23. D'une part, il est constant que C... Clan's World n'a pas déposé dans le délai légal les déclarations qu'elle était tenue de souscrire à raison de son activité en France et n'a pas fait connaître son activité à un centre de formalités des entreprises ou au greffe du tribunal de commerce. Si elle fait valoir qu'elle a déposé des déclarations portant la mention " néant " ou " zéro " en France, ces déclarations ont été déposées au cours des opérations de vérification après mise en demeure par le vérificateur et ne peuvent donc être prises en compte pour l'appréciation du caractère occulte de l'activité de la société en France.

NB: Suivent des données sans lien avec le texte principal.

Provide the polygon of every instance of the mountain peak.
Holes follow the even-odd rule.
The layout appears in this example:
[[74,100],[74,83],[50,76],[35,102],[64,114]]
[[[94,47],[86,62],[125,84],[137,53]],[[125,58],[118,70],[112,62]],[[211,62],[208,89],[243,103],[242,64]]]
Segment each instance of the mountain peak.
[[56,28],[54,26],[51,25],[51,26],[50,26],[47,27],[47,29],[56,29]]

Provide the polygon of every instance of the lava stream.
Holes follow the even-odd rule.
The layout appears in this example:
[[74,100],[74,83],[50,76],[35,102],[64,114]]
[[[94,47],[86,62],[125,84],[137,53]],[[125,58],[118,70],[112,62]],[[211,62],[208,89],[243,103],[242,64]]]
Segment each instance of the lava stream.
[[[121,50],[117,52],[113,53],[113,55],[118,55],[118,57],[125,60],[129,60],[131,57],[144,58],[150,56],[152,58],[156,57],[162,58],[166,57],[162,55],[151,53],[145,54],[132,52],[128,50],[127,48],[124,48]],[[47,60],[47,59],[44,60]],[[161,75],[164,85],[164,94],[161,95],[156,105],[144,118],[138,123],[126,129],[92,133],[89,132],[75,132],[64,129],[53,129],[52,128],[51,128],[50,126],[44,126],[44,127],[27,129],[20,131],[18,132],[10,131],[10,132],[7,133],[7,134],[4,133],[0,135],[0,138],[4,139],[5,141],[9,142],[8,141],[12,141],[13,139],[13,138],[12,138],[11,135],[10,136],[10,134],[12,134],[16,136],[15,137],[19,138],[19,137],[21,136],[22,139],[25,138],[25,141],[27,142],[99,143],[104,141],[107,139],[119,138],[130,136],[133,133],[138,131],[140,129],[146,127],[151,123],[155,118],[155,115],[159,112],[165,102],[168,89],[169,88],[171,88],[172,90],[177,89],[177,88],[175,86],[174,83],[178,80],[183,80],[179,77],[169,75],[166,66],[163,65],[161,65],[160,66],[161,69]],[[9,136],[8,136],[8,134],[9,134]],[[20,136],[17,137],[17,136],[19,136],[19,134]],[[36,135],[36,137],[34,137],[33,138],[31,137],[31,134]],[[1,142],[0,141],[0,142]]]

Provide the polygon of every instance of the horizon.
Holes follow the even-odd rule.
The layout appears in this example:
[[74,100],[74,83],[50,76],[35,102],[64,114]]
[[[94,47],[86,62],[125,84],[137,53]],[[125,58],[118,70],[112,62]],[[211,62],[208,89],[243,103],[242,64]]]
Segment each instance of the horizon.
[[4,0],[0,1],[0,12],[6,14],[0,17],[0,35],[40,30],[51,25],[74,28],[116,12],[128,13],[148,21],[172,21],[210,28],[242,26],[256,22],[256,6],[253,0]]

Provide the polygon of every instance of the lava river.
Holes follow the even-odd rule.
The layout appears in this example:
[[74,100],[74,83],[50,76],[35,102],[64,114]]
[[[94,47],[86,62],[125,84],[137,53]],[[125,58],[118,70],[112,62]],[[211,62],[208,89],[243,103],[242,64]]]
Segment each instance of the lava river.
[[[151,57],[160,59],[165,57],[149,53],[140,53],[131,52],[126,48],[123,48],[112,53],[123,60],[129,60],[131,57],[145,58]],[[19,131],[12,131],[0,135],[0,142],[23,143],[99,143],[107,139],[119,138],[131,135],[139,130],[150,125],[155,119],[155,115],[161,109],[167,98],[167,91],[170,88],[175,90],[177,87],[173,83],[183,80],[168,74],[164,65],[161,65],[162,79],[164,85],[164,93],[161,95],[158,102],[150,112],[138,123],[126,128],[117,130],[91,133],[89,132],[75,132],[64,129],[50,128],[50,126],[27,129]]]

24. D'autre part, la circonstance que C... Clan's World a fait connaître son activité et déposé ses déclarations au Luxembourg est sans incidence sur l'existence d'une activité occulte en France, sauf pour le contribuable à établir l'erreur justifiant qu'il ne se soit acquitté d'aucune de ses obligations déclaratives en France. Or, C... Clan's World, en se bornant à faire valoir qu'elle a fait connaître son activité au registre du commerce et des sociétés du Luxembourg et qu'elle a déposé ses déclarations fiscales au Luxembourg dont elle soutient dépendre en raison de la localisation de son siège, ne peut, compte tenu de ce qui a été dit précédemment, être regardée comme établissant avoir commis une erreur justifiant qu'elle ne se soit acquittée d'aucune de ses obligations déclaratives en France. Par suite, le moyen doit être écarté.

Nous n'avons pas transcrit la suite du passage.